A mass audience routinely browsing .ton sites doesn’t exist yet. The user base is narrow — protocol developers, decentralized-web enthusiasts, and projects for whom decentralized hosting is part of the brand.

What being a storage provider looks like

Suppose you decide to run a TON storage provider. Here’s what that means in practice.

You launch a storage daemon next to a TON node, allocate some disk and publish an offer: how much you’ll store, for how long, and for how much TON. Clients searching for hosting find your offer over DHT and sign a contract with you.

Then the proof loop begins: the contract periodically demands a Merkle proof for a specific chunk. Return a correct proof and you get paid for the window. Fail to return it and you don’t.

For a solo operator the economics in 2026 are modest: the market is small, competition for the larger offers is real, and margins are thin. It’s closer to an enthusiast contribution than a paying business.

Security and trust model

There are two distinct layers to keep apart.

Data integrity is solid. Content is addressed by its hash, so you cannot forge it. If you download Bag ID abc...123 you either receive exactly what was published under that hash, or nothing.

Availability is weaker. Even with economic incentives, there’s always a risk that every provider of a particular Bag ID drops offline at once. Critical content should be replicated across independent provider sets, or kept in a traditional store as a backup.

For TON Proxy there’s an extra property: the ADNL channel between client and provider is encrypted, and the DNS record is signed by the domain owner. That rules out a class of “address swap” attacks without the owner’s private key.

Where the decentralized web hits walls

Let me be candid about what slows mainstream adoption in 2026:

• Browsers can’t open .ton out of the box. You need a wallet or a local proxy. That alone excludes the typical web user.
• Latency. Going through ADNL and peers is slower than a CDN edge. Acceptable for static pages, not for interactive apps.
• No CDN-equivalent edge cache.
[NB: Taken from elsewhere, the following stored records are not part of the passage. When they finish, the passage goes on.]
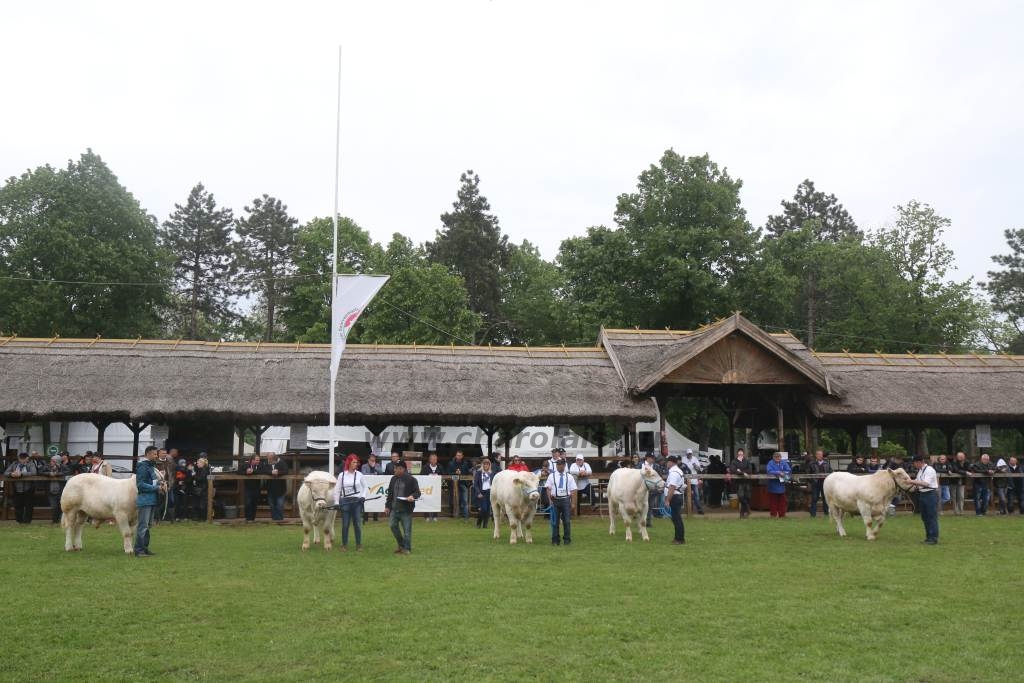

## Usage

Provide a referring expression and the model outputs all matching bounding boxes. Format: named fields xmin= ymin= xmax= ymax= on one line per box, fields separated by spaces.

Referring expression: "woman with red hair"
xmin=334 ymin=453 xmax=367 ymax=550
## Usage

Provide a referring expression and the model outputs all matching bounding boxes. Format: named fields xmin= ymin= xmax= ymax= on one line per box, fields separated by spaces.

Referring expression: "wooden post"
xmin=91 ymin=420 xmax=111 ymax=455
xmin=206 ymin=475 xmax=214 ymax=524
Larger TON Storage sites load visibly slower without optimization.
• Search engines. Google and Yandex don’t crawl .ton directly. If SEO matters, your canonical site has to be on a normal domain.
• Legal grey zones. Hosting content on “we’re not quite sure whose machines” means you can’t quickly take it down if a takedown comes in.

None of this makes TON Storage useless. It just means it has a specific niche: hosting things that must be decentralized, where mass-traffic SEO isn’t the goal.

Trying it yourself

If you want hands-on exposure, the minimum loop is:

1. Install Tonkeeper or MyTonWallet and confirm it has built-in .ton support.
2. Register a .ton domain (see our TON DNS guide) so you have a name in the network.
3. Use the storage CLI to upload a few HTML files, get the Bag ID and bind it to your domain.
4. Open the .ton site through your wallet and check that it really loads.
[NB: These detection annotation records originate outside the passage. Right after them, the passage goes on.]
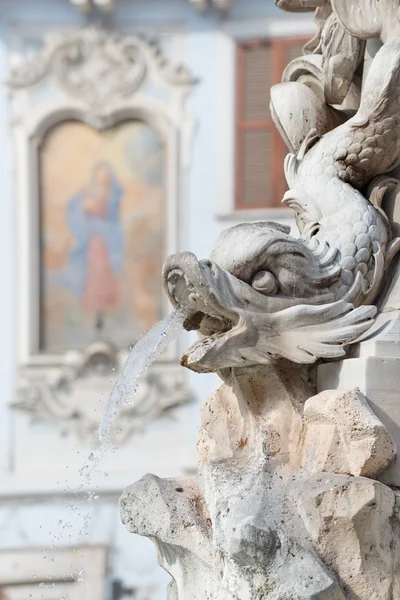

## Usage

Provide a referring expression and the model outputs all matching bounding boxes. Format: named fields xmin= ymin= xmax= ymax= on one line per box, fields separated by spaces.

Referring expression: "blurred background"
xmin=0 ymin=0 xmax=315 ymax=600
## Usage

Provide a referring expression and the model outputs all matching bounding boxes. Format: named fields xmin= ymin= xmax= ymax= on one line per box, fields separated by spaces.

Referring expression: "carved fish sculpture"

An afternoon with this loop will teach you more about the stack than any theoretical write-up.

Bottom line

TON Storage and TON Proxy aren’t a marketing fiction — they’re a working stack. They have real strengths: paid hosting with a contract, storage proofs, hash-addressed integrity, native TON DNS wiring. And they have honest limits: a narrow user base, no out-of-the-box browser support, mature competitors like IPFS for the same job.

The right framing in 2026 is “useful tool for specific jobs”, not “HTTP replacement”. If your project genuinely needs decentralized hosting with predictable economics, the stack fits. If you need to deliver content to a mass audience fast, stay on the regular web.